Paper No. 6
Presentation Time: 2:40 PM
EVALUATING TEMPORAL AND THERMAL VARIATIONS IN HYDROGEOLOGIC DATA AT BALL STATE UNIVERSITY'S GROUND-SOURCE GEOTHERMAL SYSTEM (MUNCIE, IN)
DUNN, Marsha E.1, DOWLING, Carolyn B.
2, FLOREA, Lee J.
3, NEUMANN, Klaus
1, SAMUELSON, Alan C.
1 and STERLING, Kara
1, (1)Geological Sciences, Ball State University, Muncie, IN 47306, (2)Department of Geological Sciences, Ball State University, Muncie, IN 47306, (3)Department of Geological Sciences, Ball State University, 2000 W. University Ave, Muncie, IN 47306, medunn@bsu.edu
Ball State University (BSU) began installing the nation’s largest ground-source geothermal project in 2009. In Phase 1, ~1800 geothermal boreholes were drilled in the northern part of campus, separated into two large fields (North and South). Ground-coupled exchange loops were installed to add or remove heat from the ground to moderate the temperature in campus buildings. In late November 2011 BSU commenced Phase 1’s geothermal system, which currently services over 20 buildings and when complete, will heat and cool 47 academic buildings. Previous studies have triggered concern over large-scale geothermal systems’ impact on natural hydrogeologic properties. In the Netherlands, for example, data collected from a 1,400 housing development in Etten-Leur suggests significant cooling of the groundwater due to high heating demands. In contrast, at Stockton College’s geothermal field in New Jersey, a 7°C groundwater temperature increase was observed over the course of 10 years.

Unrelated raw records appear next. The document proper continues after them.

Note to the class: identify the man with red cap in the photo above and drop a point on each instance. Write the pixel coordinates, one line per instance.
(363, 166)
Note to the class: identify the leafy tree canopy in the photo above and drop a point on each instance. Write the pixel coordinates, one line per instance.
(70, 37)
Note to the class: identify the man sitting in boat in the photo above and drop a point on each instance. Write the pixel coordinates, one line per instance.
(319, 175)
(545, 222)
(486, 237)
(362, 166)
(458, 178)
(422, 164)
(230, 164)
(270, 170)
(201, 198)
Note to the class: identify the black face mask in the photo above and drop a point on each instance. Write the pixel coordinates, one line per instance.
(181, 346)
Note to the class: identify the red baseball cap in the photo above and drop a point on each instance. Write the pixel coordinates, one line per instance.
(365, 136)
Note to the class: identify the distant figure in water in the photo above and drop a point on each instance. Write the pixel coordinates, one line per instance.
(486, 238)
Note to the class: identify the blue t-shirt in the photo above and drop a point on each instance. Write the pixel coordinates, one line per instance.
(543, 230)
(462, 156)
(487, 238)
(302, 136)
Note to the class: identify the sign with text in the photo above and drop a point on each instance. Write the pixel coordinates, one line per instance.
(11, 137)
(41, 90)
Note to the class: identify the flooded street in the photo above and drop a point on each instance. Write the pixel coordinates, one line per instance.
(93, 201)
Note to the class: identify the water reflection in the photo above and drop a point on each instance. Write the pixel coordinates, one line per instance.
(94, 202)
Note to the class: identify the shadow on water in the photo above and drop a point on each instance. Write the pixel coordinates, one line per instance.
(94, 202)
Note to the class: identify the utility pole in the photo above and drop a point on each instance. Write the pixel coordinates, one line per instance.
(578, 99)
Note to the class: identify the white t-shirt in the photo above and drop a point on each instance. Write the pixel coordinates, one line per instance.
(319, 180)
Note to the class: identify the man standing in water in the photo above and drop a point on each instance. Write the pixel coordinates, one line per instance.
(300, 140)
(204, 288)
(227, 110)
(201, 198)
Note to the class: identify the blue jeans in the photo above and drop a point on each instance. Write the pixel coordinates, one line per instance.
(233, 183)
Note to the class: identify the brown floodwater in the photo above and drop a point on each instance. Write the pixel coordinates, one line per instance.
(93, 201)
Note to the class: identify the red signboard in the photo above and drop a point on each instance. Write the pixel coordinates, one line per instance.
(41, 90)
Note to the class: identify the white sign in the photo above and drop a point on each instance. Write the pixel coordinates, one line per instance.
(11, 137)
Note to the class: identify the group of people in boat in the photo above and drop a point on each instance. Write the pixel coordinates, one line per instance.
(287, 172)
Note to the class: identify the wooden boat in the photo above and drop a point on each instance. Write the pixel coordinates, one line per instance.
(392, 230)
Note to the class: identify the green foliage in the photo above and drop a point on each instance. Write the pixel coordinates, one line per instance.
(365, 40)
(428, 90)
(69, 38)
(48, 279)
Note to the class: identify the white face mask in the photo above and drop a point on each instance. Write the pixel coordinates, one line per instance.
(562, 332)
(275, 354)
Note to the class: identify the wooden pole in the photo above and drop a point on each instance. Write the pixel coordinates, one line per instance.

Maintaining a temperature differential between the fluid inside the exchange loops and the geologic substrate and/or groundwater outside of the loops is crucial to the efficiency of the system, which are typically designed so that temperatures will not increase or decrease more than ~1.2°C. To verify BSU’s system properly, baseline hydrogeologic data and temperature profiles were obtained throughout 2011 that will be used to further groundwater investigations. Preliminary data indicate that the bottom 30 meters of the down-gradient wells in both the North and South fields have temperatures that are 0.2°C lower than the other monitoring wells. After cold-water circulation was initiated in November 2011, the temperature of the bottom 100 m has increased greater than 1°C in the center of the South Field.